Wang recalls one occasion at the Hall of the Holy Mother at Jinci Temple in Taiyuan, when a young American followed him in assembling a
dougong model. After finishing, the visitor exclaimed, "It feels less like an object and more like a symphony of wood."
During livestreams, Wang often points to the patterns of light and shadow cast by the brackets and says, "Don't these grids look like codes the ancients wrote to the sky? Every mortise and joint are a dialogue with time."
It is these seemingly casual yet poetic expressions that transform
dougong from a mere "structure" into a "language," turning ancient architecture into a gateway to cross-cultural understanding.

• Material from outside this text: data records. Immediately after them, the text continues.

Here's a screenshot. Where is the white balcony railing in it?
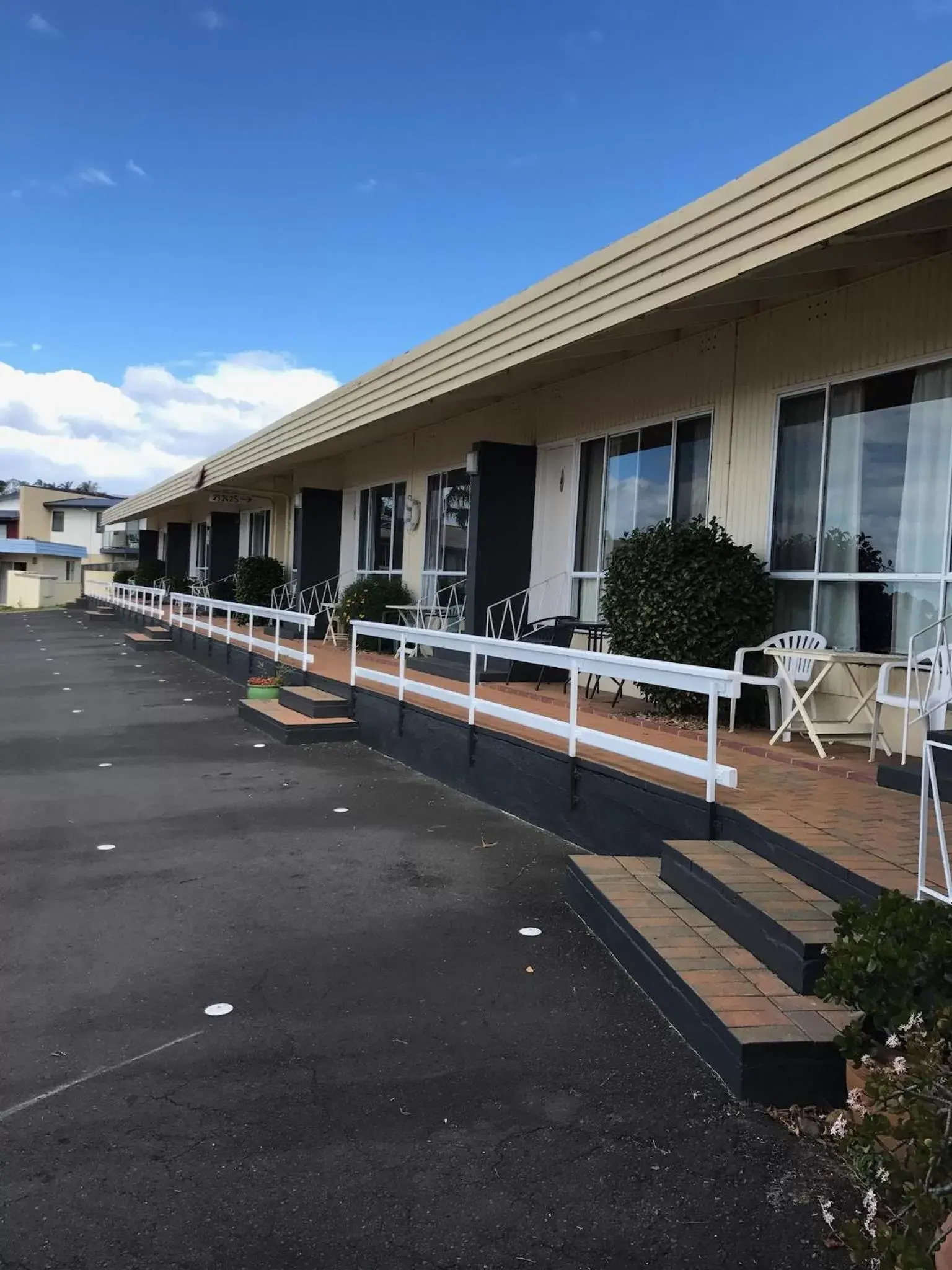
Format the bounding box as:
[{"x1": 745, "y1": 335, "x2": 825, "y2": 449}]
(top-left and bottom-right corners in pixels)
[
  {"x1": 169, "y1": 590, "x2": 315, "y2": 670},
  {"x1": 109, "y1": 583, "x2": 315, "y2": 669},
  {"x1": 917, "y1": 739, "x2": 952, "y2": 904},
  {"x1": 350, "y1": 621, "x2": 740, "y2": 802}
]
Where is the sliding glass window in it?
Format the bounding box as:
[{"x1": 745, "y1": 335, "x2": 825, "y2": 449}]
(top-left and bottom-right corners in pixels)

Wang Yongxian measures a structure of an ancient building Photo: Courtesy of Wang Yongxian
An academic pathIf short videos have brought Wang wider public recognition, what truly underpins it all is decades of sustained scholarly accumulation and fieldwork practice.
Wang produced a complete annotated translation and systematic interpretation of the Song Dynasty classic Yingzao Fashi, constructing a comprehensive theoretical framework for the study of ancient Chinese architecture through more than one million words of writing.
According to Wang, he has participated in surveys and key restoration projects involving tens of thousands of historical buildings across Shanxi Province. To obtain firsthand material, he once spent two years painstakingly copying nearly 1,000 square meters of ancient murals in Shanxi.
From Pingyao Ancient City's successful World Heritage application to a series of major cultural relic protection projects, his long-term, quiet dedication can be found behind many of these achievements.
Zhang Yin, a cultural relics and archaeology expert, told the Global Times that Wang Yongxian is not an isolated case. It is precisely this generation - ancient architecture practitioners who have spent years walking along beams and working through wind and rain - that forms the "invisible support" enabling China's architectural heritage to endure to this day.
"They are often little known to the public; yet through surveying, restoration, documentation and research, they accumulate knowledge inch by inch," Zhang noted.
"Buildings will grow old, but the memory of looking up at a tower's shadow will not," he said.
What Wang safeguards is not only
dougong and ancient architecture themselves, but also an emerging possibility, one that brings those long hidden beams and blueprints into public view, and allows people centuries from now to still draw close to the wood and feel the warmth that has yet to fade.